Dopo aver incontrato in videoconferenza il prefetto della provincia di Salerno, Russo, i rappresentanti sindacali Confartigianato, CNA, Casartigiani e CLAAI  hanno inviato una lettera al presidente della Regione Campania e per conoscenza all'assessore regionale alle attività produttive. Chiedono innnanzitutto di vigilare sul fenomeno dell'abusivismo, una beffa ulteriore nei giorni della chiusura ad oltranza, in ossequio al decreto ministeriale. Chiedono ancora, in considerazione degli enormi costi sopportati dalle aziende del settore della cura della persona ed al fine di evitare il pericolo di dissesti imprenditoriali, che la Regione Campania provveda ad approvare un ulteriore contributo, che si vada ad aggiungere a quello già previsto di 2mila euro, per tutte le imprese che non potranno riprendere l’attività.

I dettagli

"Le Federazioni Regionali dell’Artigianato e delle MPMI – Confartigianato, CNA, Casartigiani, CLAAI – intendono manifestare
la contrarietà a quanto annunciato dal Presidente del Consiglio dei Ministri, Giuseppe Conte, in merito alla tempistica indicata, per la data dell’1 giugno, riguardo la riapertura delle attività relative alla cura della persona, quali parrucchieri, barbieri ed estetisti. Riteniamo che la riapertura delle attività, in data anteriore a quella indicata, sia possibile, con il rafforzamento delle misure sanitarie prudenziali ed attraverso l’ausilio, sia per il personale addetto che per la clientela, dei dispositivi di sicurezza individuale (come già sostenuto nel precedente documento unitario del 18/4/2020), tenendo conto dell’esperienza pregressa già acquisita dagli addetti a tali settori in merito alle norme di salvaguardia dell’igiene e della sicurezza personale".

La precisazione

"Evidenziamo, inoltre, che le attività di cura della persona sono da ritenersi di impulso e stimolo all’adozione da parte della collettività di norme di comportamento utili alla salvaguardia dell’igiene personale e, quindi, dovrebbero essere assimilati ai
servizi essenziali.
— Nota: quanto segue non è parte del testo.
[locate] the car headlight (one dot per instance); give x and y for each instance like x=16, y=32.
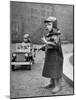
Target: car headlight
x=26, y=54
x=14, y=55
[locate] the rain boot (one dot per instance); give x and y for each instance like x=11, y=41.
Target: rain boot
x=51, y=85
x=57, y=87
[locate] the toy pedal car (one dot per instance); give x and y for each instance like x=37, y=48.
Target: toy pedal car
x=23, y=55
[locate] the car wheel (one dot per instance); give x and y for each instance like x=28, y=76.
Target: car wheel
x=13, y=68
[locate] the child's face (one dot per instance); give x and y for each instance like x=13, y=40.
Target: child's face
x=49, y=26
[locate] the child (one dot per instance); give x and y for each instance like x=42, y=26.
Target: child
x=53, y=65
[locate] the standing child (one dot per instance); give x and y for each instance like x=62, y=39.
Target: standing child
x=53, y=65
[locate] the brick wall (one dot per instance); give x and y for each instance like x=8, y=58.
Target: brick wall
x=28, y=17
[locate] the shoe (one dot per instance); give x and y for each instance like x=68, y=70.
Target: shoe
x=49, y=86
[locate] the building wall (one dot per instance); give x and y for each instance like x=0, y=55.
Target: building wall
x=28, y=18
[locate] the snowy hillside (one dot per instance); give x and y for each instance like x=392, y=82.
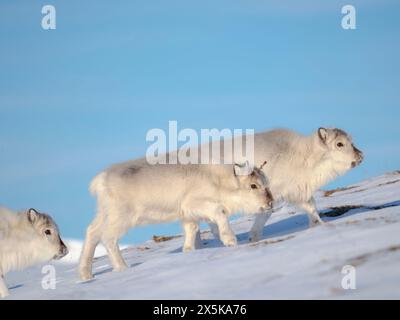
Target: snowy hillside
x=292, y=261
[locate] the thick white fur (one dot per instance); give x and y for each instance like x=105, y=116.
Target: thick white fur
x=23, y=245
x=299, y=165
x=135, y=193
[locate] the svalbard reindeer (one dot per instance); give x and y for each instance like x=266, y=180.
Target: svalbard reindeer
x=27, y=238
x=299, y=165
x=136, y=193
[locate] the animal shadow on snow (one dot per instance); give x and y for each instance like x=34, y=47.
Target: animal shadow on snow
x=110, y=269
x=299, y=222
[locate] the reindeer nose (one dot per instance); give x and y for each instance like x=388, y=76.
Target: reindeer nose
x=269, y=197
x=63, y=250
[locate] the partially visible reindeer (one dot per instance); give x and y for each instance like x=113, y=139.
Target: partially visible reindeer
x=27, y=238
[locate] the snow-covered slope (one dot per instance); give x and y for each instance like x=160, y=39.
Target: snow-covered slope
x=292, y=261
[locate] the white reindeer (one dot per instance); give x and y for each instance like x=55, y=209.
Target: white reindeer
x=27, y=238
x=135, y=193
x=298, y=166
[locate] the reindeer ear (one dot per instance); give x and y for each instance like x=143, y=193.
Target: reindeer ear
x=243, y=169
x=323, y=134
x=32, y=215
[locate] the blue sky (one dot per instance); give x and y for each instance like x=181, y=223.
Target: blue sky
x=79, y=98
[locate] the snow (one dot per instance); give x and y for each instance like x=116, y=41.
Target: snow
x=292, y=261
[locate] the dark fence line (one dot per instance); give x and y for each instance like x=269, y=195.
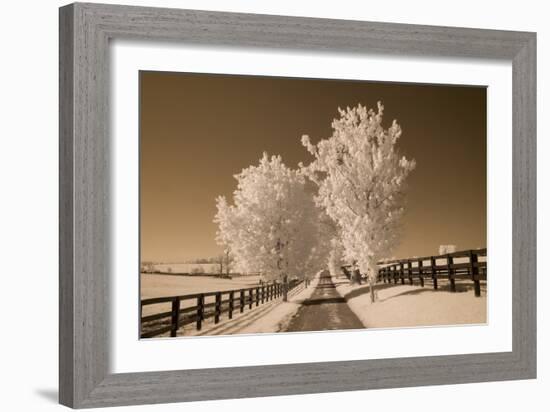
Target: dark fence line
x=230, y=302
x=429, y=267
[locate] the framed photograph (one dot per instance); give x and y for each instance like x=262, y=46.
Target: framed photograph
x=256, y=205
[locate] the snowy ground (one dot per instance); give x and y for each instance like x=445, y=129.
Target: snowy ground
x=270, y=317
x=406, y=305
x=154, y=285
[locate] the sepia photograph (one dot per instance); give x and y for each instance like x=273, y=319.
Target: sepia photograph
x=280, y=205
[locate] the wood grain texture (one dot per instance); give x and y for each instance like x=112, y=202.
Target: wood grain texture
x=85, y=31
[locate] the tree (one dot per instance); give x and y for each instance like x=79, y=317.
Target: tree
x=360, y=175
x=272, y=227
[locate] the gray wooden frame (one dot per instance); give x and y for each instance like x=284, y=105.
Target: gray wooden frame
x=85, y=31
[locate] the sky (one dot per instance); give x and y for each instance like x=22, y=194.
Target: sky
x=198, y=130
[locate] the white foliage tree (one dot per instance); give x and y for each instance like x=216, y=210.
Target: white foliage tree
x=272, y=227
x=361, y=176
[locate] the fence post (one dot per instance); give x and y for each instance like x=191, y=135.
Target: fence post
x=231, y=303
x=200, y=311
x=451, y=274
x=175, y=317
x=434, y=272
x=218, y=307
x=474, y=271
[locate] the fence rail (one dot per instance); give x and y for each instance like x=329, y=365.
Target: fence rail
x=473, y=266
x=230, y=302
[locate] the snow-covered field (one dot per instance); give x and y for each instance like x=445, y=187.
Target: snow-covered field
x=267, y=318
x=155, y=285
x=406, y=305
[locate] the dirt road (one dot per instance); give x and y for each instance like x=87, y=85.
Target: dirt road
x=324, y=310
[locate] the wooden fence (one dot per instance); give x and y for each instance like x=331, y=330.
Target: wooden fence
x=230, y=302
x=467, y=264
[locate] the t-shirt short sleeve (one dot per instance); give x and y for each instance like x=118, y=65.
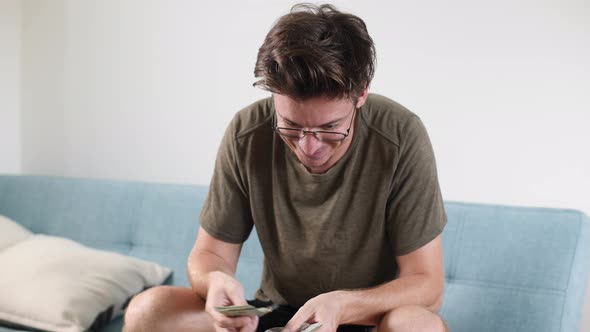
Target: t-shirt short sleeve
x=415, y=213
x=226, y=212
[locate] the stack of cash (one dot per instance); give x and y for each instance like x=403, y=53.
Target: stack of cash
x=250, y=310
x=244, y=310
x=304, y=328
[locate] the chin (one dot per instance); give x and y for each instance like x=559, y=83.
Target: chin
x=313, y=164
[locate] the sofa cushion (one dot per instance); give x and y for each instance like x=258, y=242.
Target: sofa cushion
x=12, y=232
x=53, y=283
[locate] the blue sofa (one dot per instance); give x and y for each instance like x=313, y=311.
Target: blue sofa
x=507, y=268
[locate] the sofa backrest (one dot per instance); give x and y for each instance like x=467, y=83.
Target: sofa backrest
x=514, y=268
x=507, y=268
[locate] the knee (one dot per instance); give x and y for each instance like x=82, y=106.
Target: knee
x=412, y=319
x=143, y=309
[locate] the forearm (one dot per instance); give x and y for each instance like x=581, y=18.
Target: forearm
x=367, y=306
x=202, y=266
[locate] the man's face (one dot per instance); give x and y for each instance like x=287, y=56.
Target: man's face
x=319, y=113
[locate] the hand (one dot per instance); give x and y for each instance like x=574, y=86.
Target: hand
x=226, y=290
x=325, y=309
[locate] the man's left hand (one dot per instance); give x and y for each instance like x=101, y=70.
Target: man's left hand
x=325, y=309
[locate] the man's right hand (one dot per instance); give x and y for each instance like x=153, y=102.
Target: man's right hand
x=225, y=290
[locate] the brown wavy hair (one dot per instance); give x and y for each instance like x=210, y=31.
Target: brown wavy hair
x=316, y=51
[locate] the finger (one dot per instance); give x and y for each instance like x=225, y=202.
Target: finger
x=301, y=316
x=251, y=326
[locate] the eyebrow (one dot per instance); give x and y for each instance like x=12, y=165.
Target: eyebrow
x=322, y=125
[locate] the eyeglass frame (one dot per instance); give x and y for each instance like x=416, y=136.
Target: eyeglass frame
x=313, y=132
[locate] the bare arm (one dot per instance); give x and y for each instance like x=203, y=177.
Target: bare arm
x=209, y=257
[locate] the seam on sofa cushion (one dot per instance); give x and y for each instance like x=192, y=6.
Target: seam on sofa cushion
x=480, y=284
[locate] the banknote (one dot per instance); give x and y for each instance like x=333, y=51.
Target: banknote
x=244, y=310
x=304, y=328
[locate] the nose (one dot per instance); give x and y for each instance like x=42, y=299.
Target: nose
x=309, y=144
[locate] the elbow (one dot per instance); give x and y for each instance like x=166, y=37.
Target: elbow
x=437, y=300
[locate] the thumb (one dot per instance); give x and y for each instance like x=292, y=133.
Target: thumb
x=294, y=325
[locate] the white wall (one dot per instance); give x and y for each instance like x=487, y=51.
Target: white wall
x=142, y=90
x=42, y=98
x=10, y=38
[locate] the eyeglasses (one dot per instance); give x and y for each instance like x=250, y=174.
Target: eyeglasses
x=321, y=135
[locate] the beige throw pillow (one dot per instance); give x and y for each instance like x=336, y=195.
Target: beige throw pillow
x=56, y=284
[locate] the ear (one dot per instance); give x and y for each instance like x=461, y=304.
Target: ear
x=362, y=98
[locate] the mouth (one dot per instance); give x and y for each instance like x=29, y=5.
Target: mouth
x=316, y=156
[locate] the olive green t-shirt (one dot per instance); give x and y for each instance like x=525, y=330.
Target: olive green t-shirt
x=337, y=230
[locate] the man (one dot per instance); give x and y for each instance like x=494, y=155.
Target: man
x=340, y=185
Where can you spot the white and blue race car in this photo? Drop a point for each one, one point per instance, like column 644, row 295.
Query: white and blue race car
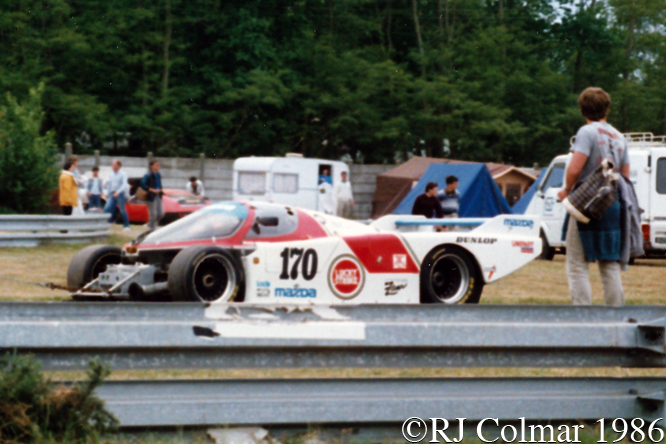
column 270, row 253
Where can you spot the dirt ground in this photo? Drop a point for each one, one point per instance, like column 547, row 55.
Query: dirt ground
column 540, row 282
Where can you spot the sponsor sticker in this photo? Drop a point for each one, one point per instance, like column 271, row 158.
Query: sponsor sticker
column 295, row 293
column 519, row 223
column 346, row 277
column 475, row 240
column 393, row 287
column 400, row 261
column 525, row 246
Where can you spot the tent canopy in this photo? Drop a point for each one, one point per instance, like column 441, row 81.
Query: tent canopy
column 521, row 206
column 479, row 194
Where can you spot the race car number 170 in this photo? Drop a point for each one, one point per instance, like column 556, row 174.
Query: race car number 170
column 307, row 259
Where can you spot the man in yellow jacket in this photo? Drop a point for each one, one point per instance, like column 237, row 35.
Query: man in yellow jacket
column 69, row 197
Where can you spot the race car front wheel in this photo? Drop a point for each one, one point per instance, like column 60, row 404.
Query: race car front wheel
column 450, row 275
column 206, row 274
column 88, row 263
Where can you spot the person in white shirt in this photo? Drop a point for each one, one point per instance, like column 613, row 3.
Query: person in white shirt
column 343, row 197
column 195, row 187
column 118, row 189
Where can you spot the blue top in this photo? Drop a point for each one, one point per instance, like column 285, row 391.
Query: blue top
column 151, row 180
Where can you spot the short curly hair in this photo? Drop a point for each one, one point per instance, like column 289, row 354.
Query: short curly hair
column 594, row 103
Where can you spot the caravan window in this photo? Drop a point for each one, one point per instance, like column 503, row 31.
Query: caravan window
column 250, row 182
column 555, row 177
column 285, row 183
column 661, row 175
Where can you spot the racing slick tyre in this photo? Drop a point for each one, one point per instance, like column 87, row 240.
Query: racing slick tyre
column 547, row 252
column 450, row 275
column 88, row 263
column 206, row 274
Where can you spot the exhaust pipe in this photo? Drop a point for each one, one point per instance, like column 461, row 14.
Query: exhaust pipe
column 140, row 292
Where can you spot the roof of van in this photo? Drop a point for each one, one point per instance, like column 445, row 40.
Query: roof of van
column 265, row 163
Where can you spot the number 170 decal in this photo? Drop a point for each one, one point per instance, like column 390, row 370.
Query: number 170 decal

Inoltre, la prolungata chiusura delle attività, della durata di quasi tre mesi, connessa all’allentamento delle disposizioni di distanziamento sociale, incentiverà l’esercizio in forma abusiva, presso i domicili privati della clientela, da parte di soggetti privi dei requisiti professionali, con conseguente danno economico e fiscale per l’Erario e, soprattutto, con l’aumento del rischio epidemico, stante l’impossibilità di adozione di qualsivoglia precauzione e prescrizione sanitaria.
Conoscendo la sua sensibilità".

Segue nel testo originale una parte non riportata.